Financially, things are looking up for Volkswagen Group overall, yet deliveries are still falling in the Americas. Worldwide, the automotive giant's profits after taxes rose 26.8 percent in the first quarter of 2014 to 2.47 billion euros ($3.4 billion). Total sales revenue was up 2.7 percent to 47.8 billion euro ($66 billion).
Worldwide, across all of VW Group's brands, excluding its Chinese joint ventures, sales were up 7.9 percent to 2.56 million units and production was up 7.4 percent to 2.565 million vehicles. Deliveries were up 7.4 percent in Europe and 13.7 percent in the Asia-Pacific region. China is an absolutely massive market for the company now, with 879,898 cars delivered in the first three months of the year alone, up 14.5 percent.
While VW Group is doing quite well in some regions around the world, things in North and South America are not so rosy. North American deliveries fell 4.4 percent to 194,606 units and market share fell to 4.5 percent, compared to 4.8 percent in Q1 of last year. US deliveries were down 6.5 percent to 133,481 vehicles compared to last year, and Canada fell even further, down 8.4 percent to 16,694 vehicles. However, Mexico was up 4.2 percent, with a total of 44,431 sold. South America also fell 22.4 percent to 141,589.
Overall, the VW Group's biggest profit drivers weren't vehicles from its namesake division.
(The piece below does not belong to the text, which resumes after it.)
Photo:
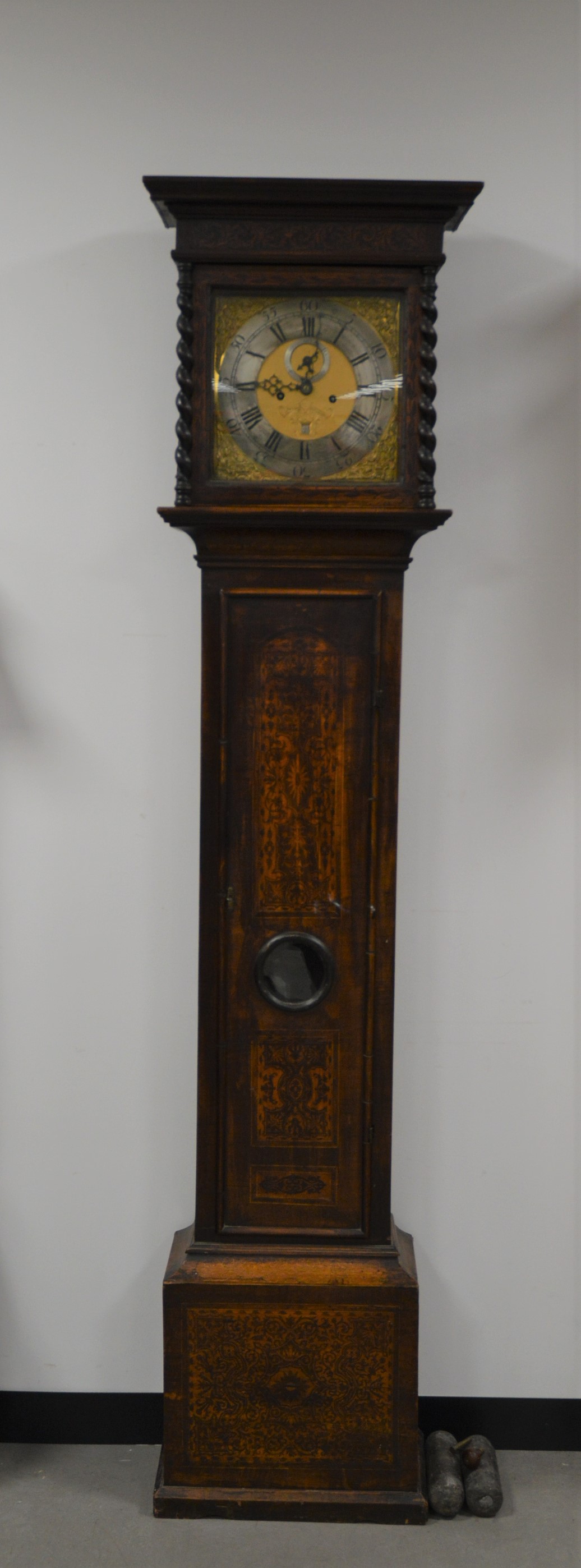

Rather, luxury marques Audi and Porsche carried the day for the conglomerate, with the Four-Ring brand contributing 1.3 billion euros ($1.8B) to the coffers and the House of Stuttgart chipped in a further 698 million euro ($964M).
Volkswagen predicts an increase in deliveries by the end of the year and a three-percent increase in sales revenue, which it appears to be on track for.